Wie bist du ursprünglich zum Steuerrecht bzw. zur Wirtschaftsprüfung gekommen und was bedeutet der Beruf für Dich?
Als Fünfjährige habe ich mir vorgestellt, dass ein Buchhalter jemand ist, der auf beiden Händen einen gleich hohen Stapel Bücher hält und sie wie auf einer Waage balanciert. Mit dieser Vorstellung ahnte ich intuitiv wohl schon, dass Buchhaltung etwas mit „Balance”, also mit Ausgleich und Gleichgewicht, zu tun hat. Das Gewicht von Büchern ständig mit den Händen halten zu müssen, erschien mir in meiner kindlichen Vorstellung sehr anstrengend. Ich konnte mir damals überhaupt nicht vorstellen, diesen „Beruf“ einmal auszuüben.

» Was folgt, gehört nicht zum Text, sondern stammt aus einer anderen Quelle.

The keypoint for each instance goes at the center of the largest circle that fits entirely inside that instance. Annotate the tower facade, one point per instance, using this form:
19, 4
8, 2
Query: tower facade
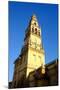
32, 53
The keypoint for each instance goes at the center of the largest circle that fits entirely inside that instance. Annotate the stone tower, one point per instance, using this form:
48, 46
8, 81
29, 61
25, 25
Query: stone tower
32, 53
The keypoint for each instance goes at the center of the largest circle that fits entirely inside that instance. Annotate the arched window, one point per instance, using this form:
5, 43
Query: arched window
39, 33
32, 30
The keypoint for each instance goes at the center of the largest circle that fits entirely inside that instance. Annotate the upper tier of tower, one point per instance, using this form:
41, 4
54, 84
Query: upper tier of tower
33, 28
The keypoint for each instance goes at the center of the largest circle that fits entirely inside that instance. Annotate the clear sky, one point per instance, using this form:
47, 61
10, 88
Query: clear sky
19, 17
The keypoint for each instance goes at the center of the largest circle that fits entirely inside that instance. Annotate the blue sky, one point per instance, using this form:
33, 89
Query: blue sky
19, 17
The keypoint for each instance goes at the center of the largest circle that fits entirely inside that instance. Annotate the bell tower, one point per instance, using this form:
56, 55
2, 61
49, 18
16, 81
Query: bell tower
33, 41
32, 54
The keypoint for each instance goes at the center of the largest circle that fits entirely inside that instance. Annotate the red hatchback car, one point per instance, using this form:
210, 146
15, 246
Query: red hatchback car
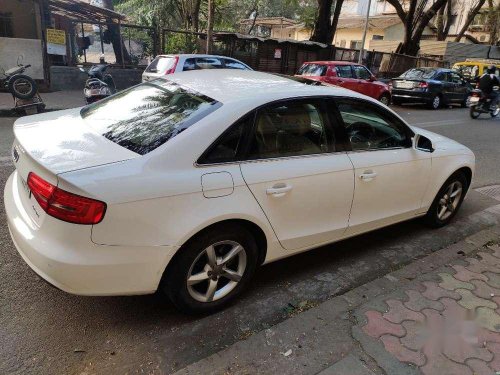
346, 74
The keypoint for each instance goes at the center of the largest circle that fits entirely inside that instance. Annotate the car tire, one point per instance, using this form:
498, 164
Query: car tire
211, 289
385, 99
436, 102
446, 205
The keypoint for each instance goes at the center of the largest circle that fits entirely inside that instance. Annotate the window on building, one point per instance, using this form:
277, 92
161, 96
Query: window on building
6, 25
355, 44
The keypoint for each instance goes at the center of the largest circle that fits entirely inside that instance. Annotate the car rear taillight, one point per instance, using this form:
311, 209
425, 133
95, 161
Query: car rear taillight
64, 205
172, 69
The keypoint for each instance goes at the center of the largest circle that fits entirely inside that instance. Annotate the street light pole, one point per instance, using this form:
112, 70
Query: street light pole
367, 20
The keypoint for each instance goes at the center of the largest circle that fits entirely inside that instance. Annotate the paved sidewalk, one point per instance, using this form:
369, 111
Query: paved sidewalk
53, 100
439, 315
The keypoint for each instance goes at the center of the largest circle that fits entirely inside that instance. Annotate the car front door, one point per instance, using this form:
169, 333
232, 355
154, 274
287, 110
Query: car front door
390, 175
301, 179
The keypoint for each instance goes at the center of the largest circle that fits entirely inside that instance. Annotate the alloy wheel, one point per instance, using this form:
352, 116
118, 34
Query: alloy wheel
450, 200
216, 271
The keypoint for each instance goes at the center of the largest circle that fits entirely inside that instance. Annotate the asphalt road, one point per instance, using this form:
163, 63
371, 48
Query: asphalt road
46, 331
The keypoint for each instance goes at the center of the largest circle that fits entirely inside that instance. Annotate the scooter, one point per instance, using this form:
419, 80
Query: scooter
19, 85
479, 104
99, 85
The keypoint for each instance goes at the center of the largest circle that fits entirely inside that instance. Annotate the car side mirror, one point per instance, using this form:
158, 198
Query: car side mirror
422, 143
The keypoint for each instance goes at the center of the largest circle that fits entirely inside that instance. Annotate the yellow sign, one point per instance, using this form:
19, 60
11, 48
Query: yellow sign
56, 36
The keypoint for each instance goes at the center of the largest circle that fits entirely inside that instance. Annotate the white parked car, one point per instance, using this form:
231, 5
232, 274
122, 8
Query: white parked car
189, 184
169, 64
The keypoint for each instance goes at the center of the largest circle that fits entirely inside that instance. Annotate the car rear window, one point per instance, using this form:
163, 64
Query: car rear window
315, 70
161, 64
419, 73
146, 116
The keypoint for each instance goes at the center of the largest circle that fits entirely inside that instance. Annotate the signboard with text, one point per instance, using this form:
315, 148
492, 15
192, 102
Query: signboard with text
56, 42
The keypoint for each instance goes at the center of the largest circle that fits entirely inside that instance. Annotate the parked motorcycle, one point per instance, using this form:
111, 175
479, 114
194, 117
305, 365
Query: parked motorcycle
479, 104
99, 85
20, 85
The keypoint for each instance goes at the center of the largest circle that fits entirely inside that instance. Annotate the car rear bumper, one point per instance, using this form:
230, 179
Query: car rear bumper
411, 96
64, 255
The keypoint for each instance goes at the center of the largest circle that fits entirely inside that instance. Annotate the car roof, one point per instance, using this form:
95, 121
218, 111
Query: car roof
333, 62
228, 85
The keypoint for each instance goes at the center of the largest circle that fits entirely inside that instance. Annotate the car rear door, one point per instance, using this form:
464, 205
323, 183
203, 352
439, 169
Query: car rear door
390, 175
302, 180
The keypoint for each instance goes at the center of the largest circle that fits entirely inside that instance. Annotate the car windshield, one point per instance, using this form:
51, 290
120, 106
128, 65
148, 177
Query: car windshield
315, 70
146, 116
419, 73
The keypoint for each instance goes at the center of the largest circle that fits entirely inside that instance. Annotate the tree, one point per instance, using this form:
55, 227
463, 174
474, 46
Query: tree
121, 53
415, 15
473, 11
444, 20
326, 24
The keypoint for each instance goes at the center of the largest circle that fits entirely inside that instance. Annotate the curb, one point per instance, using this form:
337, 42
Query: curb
327, 337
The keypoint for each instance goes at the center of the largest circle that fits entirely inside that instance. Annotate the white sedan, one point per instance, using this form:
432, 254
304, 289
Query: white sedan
188, 184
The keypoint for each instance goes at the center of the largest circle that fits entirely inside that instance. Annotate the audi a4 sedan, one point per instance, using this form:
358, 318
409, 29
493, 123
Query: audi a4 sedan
189, 184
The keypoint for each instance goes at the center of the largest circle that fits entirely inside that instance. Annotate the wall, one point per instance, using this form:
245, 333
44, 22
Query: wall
71, 78
30, 49
24, 18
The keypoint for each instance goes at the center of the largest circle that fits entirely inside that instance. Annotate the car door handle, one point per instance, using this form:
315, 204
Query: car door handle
279, 190
368, 175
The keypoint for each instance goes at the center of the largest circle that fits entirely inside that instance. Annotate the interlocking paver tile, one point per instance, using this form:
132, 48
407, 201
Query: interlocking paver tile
438, 364
495, 349
434, 292
378, 326
493, 279
479, 367
450, 283
392, 345
478, 266
488, 318
463, 274
484, 290
397, 312
459, 350
485, 335
496, 250
417, 302
471, 302
416, 336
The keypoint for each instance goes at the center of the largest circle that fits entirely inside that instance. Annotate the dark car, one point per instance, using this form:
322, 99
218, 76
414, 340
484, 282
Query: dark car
432, 86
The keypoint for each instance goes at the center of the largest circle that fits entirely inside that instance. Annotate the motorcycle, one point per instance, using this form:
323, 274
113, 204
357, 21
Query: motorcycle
99, 85
479, 104
20, 85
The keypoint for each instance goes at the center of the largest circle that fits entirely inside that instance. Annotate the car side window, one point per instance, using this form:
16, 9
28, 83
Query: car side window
202, 63
360, 72
228, 146
344, 71
291, 128
369, 127
231, 64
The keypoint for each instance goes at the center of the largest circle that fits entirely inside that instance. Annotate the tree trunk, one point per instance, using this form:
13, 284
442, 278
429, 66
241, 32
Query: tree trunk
470, 17
322, 27
116, 39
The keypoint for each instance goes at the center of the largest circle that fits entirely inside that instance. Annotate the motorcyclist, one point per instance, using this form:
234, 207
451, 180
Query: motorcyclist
487, 82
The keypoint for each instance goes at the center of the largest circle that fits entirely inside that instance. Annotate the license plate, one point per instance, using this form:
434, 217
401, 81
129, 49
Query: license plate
405, 85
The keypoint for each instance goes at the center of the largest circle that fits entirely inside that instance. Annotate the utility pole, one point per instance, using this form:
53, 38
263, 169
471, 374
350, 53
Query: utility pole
367, 21
210, 25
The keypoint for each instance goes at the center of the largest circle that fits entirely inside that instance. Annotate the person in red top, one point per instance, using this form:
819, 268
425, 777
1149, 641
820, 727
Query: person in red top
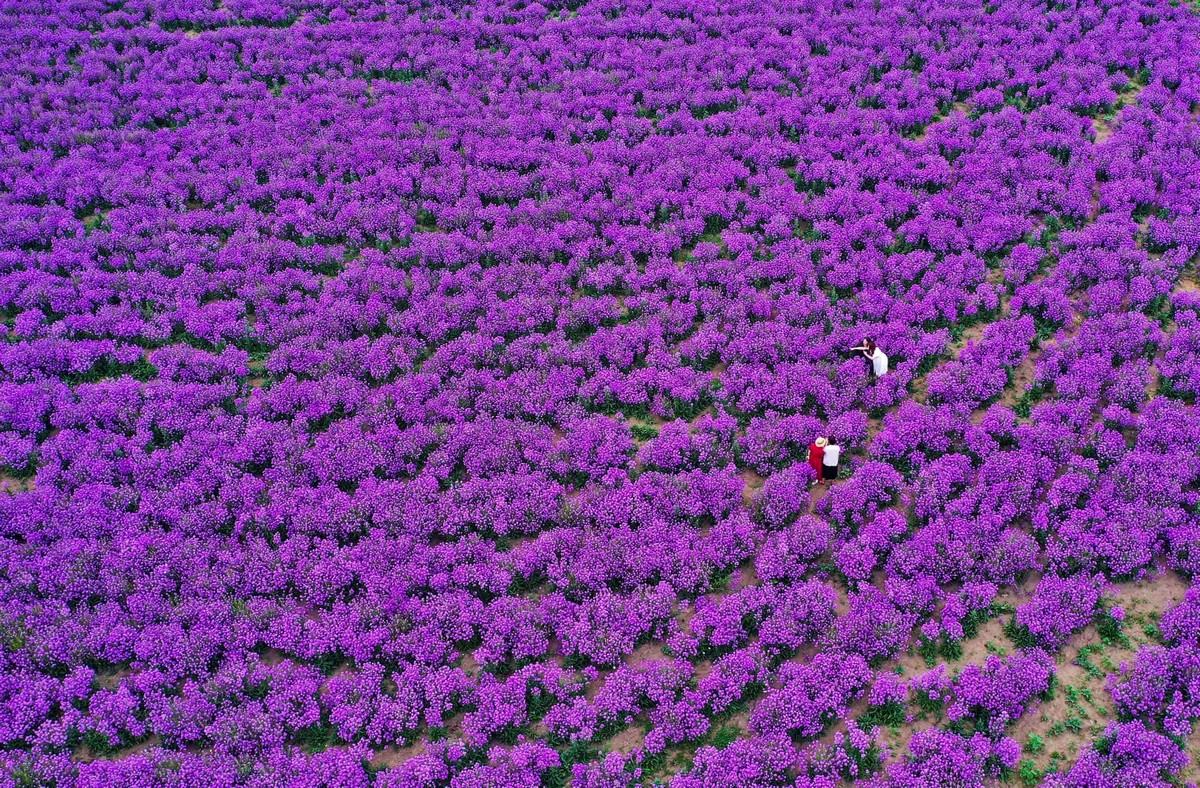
816, 457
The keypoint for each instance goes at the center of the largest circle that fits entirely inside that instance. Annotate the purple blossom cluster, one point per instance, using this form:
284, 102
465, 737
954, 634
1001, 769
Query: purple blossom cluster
408, 394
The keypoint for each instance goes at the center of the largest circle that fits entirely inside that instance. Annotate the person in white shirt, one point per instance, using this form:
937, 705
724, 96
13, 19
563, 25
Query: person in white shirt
829, 461
877, 359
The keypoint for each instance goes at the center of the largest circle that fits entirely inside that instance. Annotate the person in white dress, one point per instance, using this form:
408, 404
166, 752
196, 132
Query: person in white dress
877, 359
879, 362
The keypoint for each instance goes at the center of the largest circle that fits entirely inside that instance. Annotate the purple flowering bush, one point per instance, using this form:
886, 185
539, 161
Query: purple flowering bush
411, 394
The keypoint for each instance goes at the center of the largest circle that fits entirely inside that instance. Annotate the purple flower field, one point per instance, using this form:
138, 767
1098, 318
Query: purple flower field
414, 394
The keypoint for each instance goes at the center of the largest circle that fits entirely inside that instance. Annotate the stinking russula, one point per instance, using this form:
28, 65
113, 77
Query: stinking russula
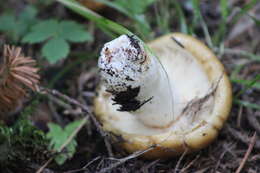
179, 102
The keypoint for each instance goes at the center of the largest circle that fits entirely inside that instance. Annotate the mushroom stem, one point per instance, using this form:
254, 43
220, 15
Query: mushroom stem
137, 81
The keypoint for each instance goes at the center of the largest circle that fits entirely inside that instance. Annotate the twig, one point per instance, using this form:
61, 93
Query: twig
125, 159
179, 161
251, 117
85, 109
249, 150
84, 167
190, 164
239, 136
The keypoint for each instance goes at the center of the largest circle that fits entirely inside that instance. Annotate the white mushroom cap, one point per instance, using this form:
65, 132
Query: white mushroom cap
201, 95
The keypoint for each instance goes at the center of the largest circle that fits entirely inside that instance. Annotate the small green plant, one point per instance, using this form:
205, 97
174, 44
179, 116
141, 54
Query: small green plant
60, 136
133, 9
56, 35
15, 27
22, 142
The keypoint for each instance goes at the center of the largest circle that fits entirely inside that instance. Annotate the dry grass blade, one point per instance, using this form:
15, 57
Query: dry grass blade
17, 73
249, 150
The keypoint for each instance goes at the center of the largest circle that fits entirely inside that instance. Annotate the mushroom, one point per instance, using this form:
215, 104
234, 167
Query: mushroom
177, 102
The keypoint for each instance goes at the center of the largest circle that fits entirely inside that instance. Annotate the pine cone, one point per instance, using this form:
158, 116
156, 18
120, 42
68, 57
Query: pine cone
17, 74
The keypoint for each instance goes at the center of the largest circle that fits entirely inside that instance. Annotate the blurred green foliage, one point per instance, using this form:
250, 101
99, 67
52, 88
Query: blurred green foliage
57, 35
58, 136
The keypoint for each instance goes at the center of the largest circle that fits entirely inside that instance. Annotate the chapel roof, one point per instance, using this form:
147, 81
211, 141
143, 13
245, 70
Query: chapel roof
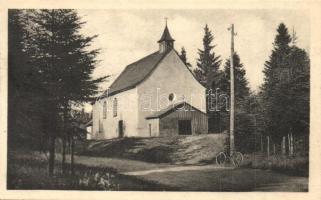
166, 35
135, 73
179, 106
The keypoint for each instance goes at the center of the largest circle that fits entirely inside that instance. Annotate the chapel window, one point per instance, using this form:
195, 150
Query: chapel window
115, 107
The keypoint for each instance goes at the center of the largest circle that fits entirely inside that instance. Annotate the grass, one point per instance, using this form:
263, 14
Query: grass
184, 150
297, 165
25, 172
230, 180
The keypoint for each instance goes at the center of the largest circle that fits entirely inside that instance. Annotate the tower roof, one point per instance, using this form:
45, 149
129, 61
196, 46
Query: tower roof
166, 35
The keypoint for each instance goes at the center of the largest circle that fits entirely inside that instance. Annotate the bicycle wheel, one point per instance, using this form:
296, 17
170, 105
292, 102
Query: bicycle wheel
237, 158
220, 158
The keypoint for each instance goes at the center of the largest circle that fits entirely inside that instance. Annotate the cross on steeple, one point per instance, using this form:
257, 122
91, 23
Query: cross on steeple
166, 42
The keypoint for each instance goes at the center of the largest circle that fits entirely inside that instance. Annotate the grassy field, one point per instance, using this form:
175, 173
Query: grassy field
239, 179
30, 172
191, 150
157, 164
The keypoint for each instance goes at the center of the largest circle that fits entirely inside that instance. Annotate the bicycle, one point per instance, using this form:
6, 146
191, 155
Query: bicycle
236, 158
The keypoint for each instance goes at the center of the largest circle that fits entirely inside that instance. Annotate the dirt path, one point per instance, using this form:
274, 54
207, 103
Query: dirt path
176, 169
199, 178
211, 178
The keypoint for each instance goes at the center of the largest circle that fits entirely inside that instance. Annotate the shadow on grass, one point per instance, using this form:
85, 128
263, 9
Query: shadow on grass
32, 174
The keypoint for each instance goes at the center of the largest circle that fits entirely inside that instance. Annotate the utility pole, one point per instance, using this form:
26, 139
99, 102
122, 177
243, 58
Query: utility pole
232, 145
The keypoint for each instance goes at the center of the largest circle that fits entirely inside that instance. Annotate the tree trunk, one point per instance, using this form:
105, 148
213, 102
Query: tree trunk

Doch manchmal kommt es anders als gedacht, denn „Es gibt nichts Gutes, außer man tut es“ (Erich Kästner) und Bilanz ziehen sollte man bekanntlich immer erst am Schluss.
Mein Weg in die Steuerberatung und Wirtschaftsprüfung begann dann klassisch in der Buchhaltung: mit dem amerikanischen Journal – handschriftlich, auf Papier. In einem studentischen Nebenjob erfasste ich Geschäftsvorfälle in chronologischer Reihenfolge, prüfte Buchungssätze und sorgte dafür, dass Soll und Haben stets im Gleichgewicht blieben. Diese Erfahrung hat mir gezeigt, dass hinter jeder Buchung eine Zahl steckt, die einen Vorgang erzählt. In der Bilanz eines Unternehmens sind alle Vorgänge eines Jahres zusammengefasst und zeigt nicht nur, was war – sondern was möglich ist. Ich lernte, dass Zahlen nicht „trocken“ sind, sondern sie erzählen Geschichten. Geschichten von Unternehmen, Entwicklungen, Entscheidungen – und sie bilden die Grundlage für Vertrauen, Planung und Wachstum.
Im Laufe der Zeit wurden aus Papierbelegen digitale Workflows, aus manuellen Kontierungen intelligente Schnittstellen. Doch eines hat sich nie geändert: Unter dem Strich muss die Bilanz aufgehen – fachlich, wirtschaftlich und menschlich.
Heute begleite ich Unternehmen als Steuerberaterin und Wirtschaftsprüferin dabei, genau dieses Gleichgewicht zu finden und zu halten – zwischen Ordnung und Entwicklung, zwischen Zahlen und Entscheidungen, zwischen Pflicht und Perspektive.
Balance ist kein Zustand – sie ist ein Prozess.